Graves v Stanclift, Ludemann, McMorris & Silvestri, P.C. 2019 NY Slip Op 05608 Decided on July 11, 2019 Appellate Division, Third Department is the story of a legal malpractice claim which alleges that the attorneys simply did no work in opposition to summary judgment and that the documents and facts existed which would have successfully opposed the motion.
“The underlying action in this case was commenced by Goodnow Flow Association Inc. (hereinafter Goodnow) against the present plaintiff, then represented by defendants, for his failure to pay homeowners’ association fees arising from his ownership of a lakefront property in Essex County. In the underlying action, Supreme Court (Buchanan, J.) granted Goodnow’s motion for summary judgment against plaintiff and dismissed plaintiff’s counterclaim, and this Court affirmed (Goodnow Flow Assn. Inc. v Graves, 135 AD3d 1228, 1231 ). Plaintiff then commenced this action alleging that defendants committed legal malpractice by, among other things, failing to conduct pretrial discovery, failing to present evidence that would have prevented the opposing party’s success on summary judgment and failing to advance plaintiff’s counterclaim seeking damages in Supreme Court or upon appeal. Defendants moved to dismiss the complaint under CPLR 3211 (a) (7) for failure to state a cause of action. Supreme Court (Bruening, J.) partially granted this motion by dismissing two causes of action, but denied the motion as to the two claims of legal malpractice. Defendants appeal.”

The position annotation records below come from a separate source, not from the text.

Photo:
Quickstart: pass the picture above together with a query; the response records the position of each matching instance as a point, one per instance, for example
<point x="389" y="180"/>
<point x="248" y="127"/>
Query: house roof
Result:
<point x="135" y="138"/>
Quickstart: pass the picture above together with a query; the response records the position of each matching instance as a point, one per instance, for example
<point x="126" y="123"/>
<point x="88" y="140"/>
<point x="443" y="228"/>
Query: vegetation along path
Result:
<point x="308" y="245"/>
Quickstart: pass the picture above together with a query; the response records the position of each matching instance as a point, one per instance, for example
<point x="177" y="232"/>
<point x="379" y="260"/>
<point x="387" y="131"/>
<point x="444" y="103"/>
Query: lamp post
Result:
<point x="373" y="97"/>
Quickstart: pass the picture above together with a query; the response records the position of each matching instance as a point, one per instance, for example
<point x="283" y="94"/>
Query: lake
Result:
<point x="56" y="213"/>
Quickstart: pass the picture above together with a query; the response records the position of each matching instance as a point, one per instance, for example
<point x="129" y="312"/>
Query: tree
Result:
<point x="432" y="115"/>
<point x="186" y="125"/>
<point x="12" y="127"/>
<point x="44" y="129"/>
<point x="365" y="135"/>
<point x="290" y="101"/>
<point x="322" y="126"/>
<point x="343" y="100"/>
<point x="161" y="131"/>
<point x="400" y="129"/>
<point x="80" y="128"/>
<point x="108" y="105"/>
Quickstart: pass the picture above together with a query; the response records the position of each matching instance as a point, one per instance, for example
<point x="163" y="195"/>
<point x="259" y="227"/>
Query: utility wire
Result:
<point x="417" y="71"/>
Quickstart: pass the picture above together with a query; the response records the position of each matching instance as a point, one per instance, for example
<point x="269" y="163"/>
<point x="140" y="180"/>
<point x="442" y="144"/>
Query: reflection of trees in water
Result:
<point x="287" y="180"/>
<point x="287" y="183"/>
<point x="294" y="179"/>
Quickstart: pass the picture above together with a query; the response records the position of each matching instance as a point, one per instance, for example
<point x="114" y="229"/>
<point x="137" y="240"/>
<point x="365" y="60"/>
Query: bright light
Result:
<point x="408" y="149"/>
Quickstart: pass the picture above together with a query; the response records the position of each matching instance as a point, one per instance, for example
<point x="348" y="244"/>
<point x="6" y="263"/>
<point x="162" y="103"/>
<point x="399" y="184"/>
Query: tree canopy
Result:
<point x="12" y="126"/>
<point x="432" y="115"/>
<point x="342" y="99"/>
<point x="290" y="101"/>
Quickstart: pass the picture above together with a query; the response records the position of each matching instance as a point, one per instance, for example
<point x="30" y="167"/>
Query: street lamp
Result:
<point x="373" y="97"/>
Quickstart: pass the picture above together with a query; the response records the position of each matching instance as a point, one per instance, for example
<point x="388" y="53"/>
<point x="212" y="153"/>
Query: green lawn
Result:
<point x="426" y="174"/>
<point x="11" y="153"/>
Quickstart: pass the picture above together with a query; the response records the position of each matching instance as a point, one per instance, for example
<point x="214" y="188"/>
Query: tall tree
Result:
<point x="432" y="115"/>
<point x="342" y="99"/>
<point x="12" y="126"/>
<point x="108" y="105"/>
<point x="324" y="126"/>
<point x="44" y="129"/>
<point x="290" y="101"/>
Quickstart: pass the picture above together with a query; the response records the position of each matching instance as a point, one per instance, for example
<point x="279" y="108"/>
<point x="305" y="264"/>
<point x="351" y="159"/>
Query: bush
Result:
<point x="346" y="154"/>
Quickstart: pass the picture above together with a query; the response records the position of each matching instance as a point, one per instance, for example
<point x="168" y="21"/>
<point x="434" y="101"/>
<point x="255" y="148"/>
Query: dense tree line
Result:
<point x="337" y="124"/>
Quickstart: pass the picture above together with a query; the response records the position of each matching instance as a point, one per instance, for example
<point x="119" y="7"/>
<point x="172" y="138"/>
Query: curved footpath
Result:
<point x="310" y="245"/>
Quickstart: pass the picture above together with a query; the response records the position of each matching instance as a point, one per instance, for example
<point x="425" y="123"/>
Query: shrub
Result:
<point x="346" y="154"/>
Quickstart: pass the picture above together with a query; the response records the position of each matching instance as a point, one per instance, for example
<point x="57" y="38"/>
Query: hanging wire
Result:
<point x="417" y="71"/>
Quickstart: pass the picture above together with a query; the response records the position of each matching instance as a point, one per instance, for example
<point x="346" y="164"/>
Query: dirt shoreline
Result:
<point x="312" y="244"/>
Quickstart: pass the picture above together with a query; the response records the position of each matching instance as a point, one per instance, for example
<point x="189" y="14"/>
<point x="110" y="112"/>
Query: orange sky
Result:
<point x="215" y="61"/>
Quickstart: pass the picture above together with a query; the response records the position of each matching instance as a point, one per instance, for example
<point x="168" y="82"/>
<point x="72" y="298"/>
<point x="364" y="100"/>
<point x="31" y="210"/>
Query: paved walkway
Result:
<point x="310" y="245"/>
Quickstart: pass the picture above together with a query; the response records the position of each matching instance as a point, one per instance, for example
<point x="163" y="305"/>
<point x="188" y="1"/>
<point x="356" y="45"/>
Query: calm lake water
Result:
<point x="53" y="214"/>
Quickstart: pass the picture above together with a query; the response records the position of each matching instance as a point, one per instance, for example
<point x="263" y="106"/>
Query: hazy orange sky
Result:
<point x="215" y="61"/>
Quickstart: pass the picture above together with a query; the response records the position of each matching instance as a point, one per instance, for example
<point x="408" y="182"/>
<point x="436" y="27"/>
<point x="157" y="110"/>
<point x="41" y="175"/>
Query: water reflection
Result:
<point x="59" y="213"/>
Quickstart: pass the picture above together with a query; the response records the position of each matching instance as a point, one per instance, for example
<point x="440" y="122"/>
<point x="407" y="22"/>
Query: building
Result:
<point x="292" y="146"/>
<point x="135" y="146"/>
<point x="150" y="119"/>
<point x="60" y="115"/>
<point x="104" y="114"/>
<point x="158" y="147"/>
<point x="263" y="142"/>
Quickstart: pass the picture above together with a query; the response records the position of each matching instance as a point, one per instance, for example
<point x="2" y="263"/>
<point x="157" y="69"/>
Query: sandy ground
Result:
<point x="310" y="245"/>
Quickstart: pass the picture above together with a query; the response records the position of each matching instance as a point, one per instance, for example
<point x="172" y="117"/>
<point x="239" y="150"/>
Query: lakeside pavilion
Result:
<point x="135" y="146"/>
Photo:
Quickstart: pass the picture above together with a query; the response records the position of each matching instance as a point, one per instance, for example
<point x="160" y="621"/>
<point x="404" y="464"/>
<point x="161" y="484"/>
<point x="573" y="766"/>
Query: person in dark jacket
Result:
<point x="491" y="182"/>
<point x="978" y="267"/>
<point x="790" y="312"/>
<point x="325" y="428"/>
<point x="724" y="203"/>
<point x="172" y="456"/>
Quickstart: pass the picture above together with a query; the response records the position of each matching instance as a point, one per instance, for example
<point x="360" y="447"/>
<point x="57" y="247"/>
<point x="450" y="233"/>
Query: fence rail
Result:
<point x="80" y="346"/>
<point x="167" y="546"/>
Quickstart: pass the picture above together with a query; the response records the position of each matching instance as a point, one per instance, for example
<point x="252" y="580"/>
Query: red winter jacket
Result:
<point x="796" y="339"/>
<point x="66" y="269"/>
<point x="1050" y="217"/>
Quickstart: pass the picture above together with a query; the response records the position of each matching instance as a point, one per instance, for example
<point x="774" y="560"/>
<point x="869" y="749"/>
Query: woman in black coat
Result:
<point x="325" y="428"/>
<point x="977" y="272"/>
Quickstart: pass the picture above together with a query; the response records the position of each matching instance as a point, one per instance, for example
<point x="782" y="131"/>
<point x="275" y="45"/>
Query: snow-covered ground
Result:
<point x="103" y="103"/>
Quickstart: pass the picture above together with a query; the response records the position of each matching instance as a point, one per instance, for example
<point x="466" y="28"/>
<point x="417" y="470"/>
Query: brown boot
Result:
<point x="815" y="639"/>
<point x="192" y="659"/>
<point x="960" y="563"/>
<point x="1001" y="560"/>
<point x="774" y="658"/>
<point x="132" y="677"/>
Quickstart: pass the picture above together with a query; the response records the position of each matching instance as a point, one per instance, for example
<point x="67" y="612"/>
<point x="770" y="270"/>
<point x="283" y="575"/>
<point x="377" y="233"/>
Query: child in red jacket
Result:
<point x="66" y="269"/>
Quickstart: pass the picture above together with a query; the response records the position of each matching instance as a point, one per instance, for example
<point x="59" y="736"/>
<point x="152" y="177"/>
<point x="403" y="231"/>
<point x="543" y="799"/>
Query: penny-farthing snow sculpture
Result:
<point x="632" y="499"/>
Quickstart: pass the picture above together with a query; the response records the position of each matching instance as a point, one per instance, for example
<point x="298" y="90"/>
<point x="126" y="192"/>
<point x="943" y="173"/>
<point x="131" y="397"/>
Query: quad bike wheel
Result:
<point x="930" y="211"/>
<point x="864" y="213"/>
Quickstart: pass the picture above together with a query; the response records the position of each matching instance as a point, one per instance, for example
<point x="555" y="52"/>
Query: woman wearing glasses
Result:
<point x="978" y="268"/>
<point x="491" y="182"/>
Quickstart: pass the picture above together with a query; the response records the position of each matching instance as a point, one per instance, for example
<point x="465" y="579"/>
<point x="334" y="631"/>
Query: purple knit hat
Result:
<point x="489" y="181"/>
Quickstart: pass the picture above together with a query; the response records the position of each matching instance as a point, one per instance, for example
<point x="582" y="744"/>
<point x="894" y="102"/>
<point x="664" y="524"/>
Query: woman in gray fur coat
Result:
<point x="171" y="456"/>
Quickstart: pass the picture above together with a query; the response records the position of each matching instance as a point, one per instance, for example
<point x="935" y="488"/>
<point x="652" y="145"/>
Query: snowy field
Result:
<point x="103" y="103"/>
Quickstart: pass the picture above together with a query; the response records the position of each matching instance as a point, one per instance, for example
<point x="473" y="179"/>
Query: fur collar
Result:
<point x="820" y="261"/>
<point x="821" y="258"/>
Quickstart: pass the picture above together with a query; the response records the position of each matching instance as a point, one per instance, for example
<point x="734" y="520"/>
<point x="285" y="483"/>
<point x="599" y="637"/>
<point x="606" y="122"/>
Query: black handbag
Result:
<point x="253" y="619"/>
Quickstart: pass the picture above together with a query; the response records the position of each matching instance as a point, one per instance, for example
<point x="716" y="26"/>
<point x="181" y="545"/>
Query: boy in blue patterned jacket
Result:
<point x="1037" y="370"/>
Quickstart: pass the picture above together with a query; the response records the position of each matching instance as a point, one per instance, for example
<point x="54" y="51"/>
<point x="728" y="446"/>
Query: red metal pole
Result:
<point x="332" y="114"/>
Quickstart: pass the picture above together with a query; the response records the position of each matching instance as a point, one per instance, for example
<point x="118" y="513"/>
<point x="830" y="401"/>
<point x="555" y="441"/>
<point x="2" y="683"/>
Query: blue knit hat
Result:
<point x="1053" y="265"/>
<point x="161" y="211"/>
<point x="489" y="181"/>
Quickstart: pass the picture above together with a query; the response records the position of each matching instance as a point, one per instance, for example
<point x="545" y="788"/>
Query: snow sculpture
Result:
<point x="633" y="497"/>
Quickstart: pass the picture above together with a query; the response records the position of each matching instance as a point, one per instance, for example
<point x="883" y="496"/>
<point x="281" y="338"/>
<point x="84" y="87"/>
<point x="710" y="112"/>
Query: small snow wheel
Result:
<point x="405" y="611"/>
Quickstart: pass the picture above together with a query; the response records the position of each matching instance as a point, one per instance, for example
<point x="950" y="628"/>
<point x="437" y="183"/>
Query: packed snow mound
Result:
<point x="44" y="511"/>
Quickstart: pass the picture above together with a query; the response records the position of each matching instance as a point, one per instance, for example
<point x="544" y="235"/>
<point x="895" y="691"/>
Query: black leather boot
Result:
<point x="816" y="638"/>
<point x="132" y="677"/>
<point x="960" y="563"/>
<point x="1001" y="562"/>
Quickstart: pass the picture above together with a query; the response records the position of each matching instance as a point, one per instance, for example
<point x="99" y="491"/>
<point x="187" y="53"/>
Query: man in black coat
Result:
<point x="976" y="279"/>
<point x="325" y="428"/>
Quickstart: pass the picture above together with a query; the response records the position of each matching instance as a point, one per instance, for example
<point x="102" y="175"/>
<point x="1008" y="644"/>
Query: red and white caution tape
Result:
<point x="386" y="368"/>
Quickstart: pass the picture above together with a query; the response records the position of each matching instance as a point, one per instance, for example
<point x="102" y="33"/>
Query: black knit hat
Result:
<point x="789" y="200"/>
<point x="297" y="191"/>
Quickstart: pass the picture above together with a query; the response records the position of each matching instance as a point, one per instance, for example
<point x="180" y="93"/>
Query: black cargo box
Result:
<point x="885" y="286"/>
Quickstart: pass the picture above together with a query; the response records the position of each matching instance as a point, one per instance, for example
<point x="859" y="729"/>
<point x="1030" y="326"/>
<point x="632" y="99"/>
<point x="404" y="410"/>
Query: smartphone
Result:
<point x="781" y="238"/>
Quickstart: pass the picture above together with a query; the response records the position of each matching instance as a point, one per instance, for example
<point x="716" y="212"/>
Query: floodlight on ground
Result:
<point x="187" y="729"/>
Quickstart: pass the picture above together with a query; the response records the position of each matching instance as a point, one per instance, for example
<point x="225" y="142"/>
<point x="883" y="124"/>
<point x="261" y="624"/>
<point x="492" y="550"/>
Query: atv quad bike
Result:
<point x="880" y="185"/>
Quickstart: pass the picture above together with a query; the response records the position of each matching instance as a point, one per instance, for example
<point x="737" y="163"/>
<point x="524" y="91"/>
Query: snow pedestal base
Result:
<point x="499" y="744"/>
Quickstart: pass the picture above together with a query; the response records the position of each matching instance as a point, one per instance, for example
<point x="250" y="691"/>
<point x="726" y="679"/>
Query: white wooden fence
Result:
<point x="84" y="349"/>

“Plaintiff alleged that in the prior case, over the months of December 2013 through April 2014, defendants repeatedly ignored his calls and emails, did not engage in any discovery, canceled depositions and forgot to reschedule the canceled depositions, which subsequently never occurred. Plaintiff alleged that he received one phone call from defendants in April 2014 and no further work was performed on his case until July 2014, when defendants attempted to get an extension to respond to Goodnow’s motion for summary judgment and assorted discovery motions. Further, plaintiff alleged that the only work that defendants performed to oppose Goodnow’s motions occurred on the day immediately preceding the hearing. Plaintiff also alleged that defendants never addressed his counterclaim at the trial level or upon appeal to this Court (see Goodnow Flow Assn. Inc. v Graves, 135 AD3d at 1229 n 1). Lastly, plaintiff alleged that he provided documents to defendants that, if presented to Supreme Court, would have prevented Goodnow’s success on its motion for summary judgment. Plaintiff claims that these failures resulted in the denial of damages for his counterclaim, a loss of enjoyment in using his property, significant legal fees and his ultimate loss on summary judgment, among other things. These allegations are further supported by plaintiff’s affidavit and the attached documents (see Leon v Martinez, 84 NY2d 83, 88 ; Rovello v Orofino Realty Co., 40 NY2d 633, 635-636 ). Accepting these allegations as true, plaintiff adequately stated a cause of action for legal malpractice (see New York State Workers’ Compensation Bd. v Any-Time Home Care Inc., 156 AD3d at 1046; New York State Workers’ Compensation Bd. v Program Risk Mgt., Inc., 150 AD3d at 1593; NYAHSA Servs., Inc., Self-Ins. Trust v Recco Home Care Servs., Inc., 141 AD3d at 794).”